If the substance is a mixture or polymer, treat the molar mass as an effective value rather than a sum of atomic weights; the formula still works as long as the effective molar mass is realistic for the sample.
Factors That Affect Results
Four input factors change every result the avogadro calculator returns, and the constant itself is exact, so the dominant sources of error come from the input values, the precision of the molar mass, and the identity of the particle being counted.
Number of moles supplied
Larger moles scale the particle count linearly through N = n * N_A, so doubling the moles doubles the particle count and the computed mass when the molar mass is fixed.
Particle count supplied
Larger particle counts scale the moles and mass linearly through the same constant, which is why scientific notation matters once the count passes 10^20.
Molar mass precision
Molar mass sets the size of each mole, so a 1% error in M produces a 1% error in moles and a 1% error in computed mass for the same particle count.
Identity of the particle
Counting atoms, molecules, formula units, or ion pairs with the same N_A gives different masses because each species has a different molar mass.
- • The Avogadro constant assumes an ideal elementary entity. Real samples with isotopes or polymeric distributions need an average molar mass rather than a single value.
- • N_A is exact, but the number of particles in a real sample is rarely known exactly. Counting techniques like Coulter counters have their own uncertainty that the page does not propagate.
- • The page works for closed systems in thermal equilibrium. It does not model dissociation or partial reaction progress, so the moles entered must be the moles present at the time of measurement.
If a homework problem gives a percent composition or a mixture, compute an effective molar mass first and pass that as the M input rather than treating the mixture as a single species.
As published by IUPAC Gold Book - Avogadro constant, the Avogadro constant is the proportionality factor that links the macroscopic amount of substance to the microscopic number of particles.
Avogadro's original hypothesis is also the reason equal gas volumes at the same T and P carry the same particle count, and the Ideal Gas Calculator uses that relationship together with the ideal gas law.
Frequently Asked Questions
Q: What does an Avogadro calculator compute?
A: It converts between the four quantities that describe the same sample: moles, number of particles, sample mass in grams, and molar mass in g/mol. Enter any two of those values and the page returns the other two using the SI-exact Avogadro constant N_A = 6.02214076e23 mol^-1.
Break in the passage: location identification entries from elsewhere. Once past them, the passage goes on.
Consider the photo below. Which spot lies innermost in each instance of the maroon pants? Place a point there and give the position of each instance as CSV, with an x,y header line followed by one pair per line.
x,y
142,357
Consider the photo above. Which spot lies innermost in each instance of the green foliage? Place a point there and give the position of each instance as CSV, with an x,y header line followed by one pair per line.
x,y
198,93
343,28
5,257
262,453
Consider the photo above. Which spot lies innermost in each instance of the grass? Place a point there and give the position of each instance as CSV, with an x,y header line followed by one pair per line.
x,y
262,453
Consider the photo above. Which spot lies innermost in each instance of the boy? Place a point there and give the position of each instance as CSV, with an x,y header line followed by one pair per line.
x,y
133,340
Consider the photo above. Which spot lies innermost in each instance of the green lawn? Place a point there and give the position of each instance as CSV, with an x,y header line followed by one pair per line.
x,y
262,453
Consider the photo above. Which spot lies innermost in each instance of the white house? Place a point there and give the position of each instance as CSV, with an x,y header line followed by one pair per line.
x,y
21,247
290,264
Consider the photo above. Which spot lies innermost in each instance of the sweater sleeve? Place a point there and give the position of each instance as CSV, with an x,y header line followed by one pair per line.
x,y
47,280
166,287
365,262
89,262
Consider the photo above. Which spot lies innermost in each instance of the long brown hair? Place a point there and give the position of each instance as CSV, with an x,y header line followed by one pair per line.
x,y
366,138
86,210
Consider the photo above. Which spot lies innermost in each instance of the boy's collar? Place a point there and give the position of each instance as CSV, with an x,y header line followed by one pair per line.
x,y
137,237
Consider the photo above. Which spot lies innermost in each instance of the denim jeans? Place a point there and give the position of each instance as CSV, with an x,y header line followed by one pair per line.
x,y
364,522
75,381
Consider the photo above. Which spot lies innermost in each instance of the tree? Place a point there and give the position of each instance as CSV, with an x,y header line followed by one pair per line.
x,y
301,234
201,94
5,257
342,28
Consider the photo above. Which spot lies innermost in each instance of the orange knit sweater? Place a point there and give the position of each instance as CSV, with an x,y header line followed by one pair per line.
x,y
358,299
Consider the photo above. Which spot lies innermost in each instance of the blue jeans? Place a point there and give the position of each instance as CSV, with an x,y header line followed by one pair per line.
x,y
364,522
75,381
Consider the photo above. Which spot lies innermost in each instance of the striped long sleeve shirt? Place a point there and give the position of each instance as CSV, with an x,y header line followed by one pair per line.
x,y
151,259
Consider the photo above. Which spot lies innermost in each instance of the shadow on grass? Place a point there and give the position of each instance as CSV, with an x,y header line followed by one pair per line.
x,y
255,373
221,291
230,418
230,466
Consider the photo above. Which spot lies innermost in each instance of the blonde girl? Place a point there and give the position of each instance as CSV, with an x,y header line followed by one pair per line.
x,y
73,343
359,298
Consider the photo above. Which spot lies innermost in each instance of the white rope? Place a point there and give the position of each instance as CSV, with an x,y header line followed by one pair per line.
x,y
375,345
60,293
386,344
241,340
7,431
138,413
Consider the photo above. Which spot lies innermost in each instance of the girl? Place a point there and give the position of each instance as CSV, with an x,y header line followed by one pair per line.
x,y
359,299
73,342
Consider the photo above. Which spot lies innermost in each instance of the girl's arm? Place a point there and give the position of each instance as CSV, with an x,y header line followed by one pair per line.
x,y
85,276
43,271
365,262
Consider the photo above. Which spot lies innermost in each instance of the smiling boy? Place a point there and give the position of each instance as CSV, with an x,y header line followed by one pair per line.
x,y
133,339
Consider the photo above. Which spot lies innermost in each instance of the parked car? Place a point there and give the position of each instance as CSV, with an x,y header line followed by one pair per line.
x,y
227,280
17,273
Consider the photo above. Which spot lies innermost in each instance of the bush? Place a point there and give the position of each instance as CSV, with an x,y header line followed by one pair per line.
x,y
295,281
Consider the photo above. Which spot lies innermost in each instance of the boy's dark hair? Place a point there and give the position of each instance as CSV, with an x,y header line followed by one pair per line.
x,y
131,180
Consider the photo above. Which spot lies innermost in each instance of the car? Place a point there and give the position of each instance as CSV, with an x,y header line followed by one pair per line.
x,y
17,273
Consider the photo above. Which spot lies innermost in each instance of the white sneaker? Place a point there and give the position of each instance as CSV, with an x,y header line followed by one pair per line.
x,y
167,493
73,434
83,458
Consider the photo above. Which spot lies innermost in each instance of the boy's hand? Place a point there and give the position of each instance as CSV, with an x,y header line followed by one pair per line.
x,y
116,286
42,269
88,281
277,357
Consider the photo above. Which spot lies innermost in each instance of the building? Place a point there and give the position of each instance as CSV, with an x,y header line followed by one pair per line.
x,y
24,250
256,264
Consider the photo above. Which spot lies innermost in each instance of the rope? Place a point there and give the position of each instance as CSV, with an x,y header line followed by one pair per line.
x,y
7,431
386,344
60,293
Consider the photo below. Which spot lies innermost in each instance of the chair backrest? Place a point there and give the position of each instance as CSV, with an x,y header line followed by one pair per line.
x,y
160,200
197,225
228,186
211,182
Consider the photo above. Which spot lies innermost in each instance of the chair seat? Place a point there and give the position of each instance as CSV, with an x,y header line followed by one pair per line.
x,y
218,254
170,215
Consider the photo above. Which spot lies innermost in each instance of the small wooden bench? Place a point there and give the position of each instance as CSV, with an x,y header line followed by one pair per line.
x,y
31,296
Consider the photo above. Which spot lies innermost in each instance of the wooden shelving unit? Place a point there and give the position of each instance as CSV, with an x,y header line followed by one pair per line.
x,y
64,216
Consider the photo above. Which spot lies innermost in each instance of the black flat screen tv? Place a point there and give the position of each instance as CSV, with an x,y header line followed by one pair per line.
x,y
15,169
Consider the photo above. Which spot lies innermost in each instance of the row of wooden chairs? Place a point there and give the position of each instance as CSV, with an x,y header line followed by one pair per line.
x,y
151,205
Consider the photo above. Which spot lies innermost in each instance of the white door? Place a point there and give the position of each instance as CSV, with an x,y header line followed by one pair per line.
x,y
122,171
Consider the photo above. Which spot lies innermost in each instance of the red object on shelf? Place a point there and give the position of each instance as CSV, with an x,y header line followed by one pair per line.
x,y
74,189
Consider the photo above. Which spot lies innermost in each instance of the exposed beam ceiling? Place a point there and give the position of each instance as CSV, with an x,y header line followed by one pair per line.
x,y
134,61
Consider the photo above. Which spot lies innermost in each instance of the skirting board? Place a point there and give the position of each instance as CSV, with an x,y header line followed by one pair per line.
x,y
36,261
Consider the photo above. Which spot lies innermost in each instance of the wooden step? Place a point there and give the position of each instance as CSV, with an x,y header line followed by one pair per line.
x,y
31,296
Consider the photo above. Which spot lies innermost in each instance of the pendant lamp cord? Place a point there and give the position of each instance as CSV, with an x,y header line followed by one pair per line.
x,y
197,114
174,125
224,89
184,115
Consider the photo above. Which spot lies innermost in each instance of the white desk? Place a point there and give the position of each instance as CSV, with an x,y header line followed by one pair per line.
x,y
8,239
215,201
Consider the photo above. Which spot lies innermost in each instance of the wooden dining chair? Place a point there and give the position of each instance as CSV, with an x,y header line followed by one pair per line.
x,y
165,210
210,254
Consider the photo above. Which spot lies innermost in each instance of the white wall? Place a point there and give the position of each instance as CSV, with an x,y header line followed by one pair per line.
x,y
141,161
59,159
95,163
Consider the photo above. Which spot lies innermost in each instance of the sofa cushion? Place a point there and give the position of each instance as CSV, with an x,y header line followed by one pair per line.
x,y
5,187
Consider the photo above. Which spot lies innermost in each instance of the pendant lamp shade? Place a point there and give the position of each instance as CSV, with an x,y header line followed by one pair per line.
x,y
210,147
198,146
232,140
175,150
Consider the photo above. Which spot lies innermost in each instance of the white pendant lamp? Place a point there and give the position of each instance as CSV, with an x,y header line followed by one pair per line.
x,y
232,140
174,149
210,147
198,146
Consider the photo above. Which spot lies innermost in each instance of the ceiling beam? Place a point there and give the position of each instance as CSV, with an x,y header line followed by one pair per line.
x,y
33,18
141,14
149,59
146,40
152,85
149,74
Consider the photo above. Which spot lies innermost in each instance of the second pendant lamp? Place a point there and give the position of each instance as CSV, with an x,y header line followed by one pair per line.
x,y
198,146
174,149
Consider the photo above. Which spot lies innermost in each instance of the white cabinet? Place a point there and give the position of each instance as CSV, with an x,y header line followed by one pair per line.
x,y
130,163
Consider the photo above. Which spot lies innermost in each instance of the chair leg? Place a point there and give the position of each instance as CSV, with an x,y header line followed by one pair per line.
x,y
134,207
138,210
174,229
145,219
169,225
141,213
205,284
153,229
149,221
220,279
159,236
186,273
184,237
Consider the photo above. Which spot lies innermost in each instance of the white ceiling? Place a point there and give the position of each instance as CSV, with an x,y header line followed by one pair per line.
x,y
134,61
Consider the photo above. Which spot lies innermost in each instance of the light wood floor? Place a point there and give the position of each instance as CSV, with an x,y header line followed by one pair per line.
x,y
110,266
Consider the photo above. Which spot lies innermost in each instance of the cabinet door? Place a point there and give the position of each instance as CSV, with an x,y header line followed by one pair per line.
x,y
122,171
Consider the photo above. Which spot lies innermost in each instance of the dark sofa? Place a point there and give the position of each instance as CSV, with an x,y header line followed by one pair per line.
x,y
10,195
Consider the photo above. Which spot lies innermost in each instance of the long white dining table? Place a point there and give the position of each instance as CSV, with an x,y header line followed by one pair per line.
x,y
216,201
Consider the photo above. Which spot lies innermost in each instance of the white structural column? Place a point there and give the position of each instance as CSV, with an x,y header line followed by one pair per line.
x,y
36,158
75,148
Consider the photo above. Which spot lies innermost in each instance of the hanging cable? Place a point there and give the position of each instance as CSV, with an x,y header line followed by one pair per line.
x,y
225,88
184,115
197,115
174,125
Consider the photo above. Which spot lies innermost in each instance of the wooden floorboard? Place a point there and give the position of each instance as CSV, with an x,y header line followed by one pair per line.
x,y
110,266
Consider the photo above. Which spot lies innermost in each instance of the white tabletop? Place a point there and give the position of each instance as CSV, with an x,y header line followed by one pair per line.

Q: What is the value of Avogadro's number?
A: Avogadro's number is exactly 6.02214076 x 10^23. According to NIST CODATA, the constant N_A carries the unit mol^-1 and is fixed by the 2019 redefinition of the SI base units, so the value is exact rather than measured.
Q: How do you convert moles to number of particles?
A: Multiply the moles by N_A. For example, 0.5 mol of water equals 0.5 x 6.02214076e23 = 3.011 x 10^23 molecules. The page does this conversion with full precision.
Q: How do you convert number of particles to moles?
A: Divide the particle count by N_A. For example, 1.2044 x 10^24 atoms of carbon equals 1.2044e24 / 6.02214076e23 = 2.0000 mol. The page inverts the relationship the same way.
Q: How do you find the number of molecules in a sample from its mass?
A: Divide the mass in grams by the molar mass in g/mol to get moles, then multiply by N_A. For 1.000 g of water with M = 18.01528 g/mol, that gives 0.05551 mol and about 3.343 x 10^22 molecules.
Q: Is Avogadro's number exact?
A: Yes. According to the BIPM SI Brochure, the constant was fixed at exactly 6.02214076 x 10^23 mol^-1 when the SI base units were redefined on 2019-05-20, and it is no longer subject to experimental uncertainty.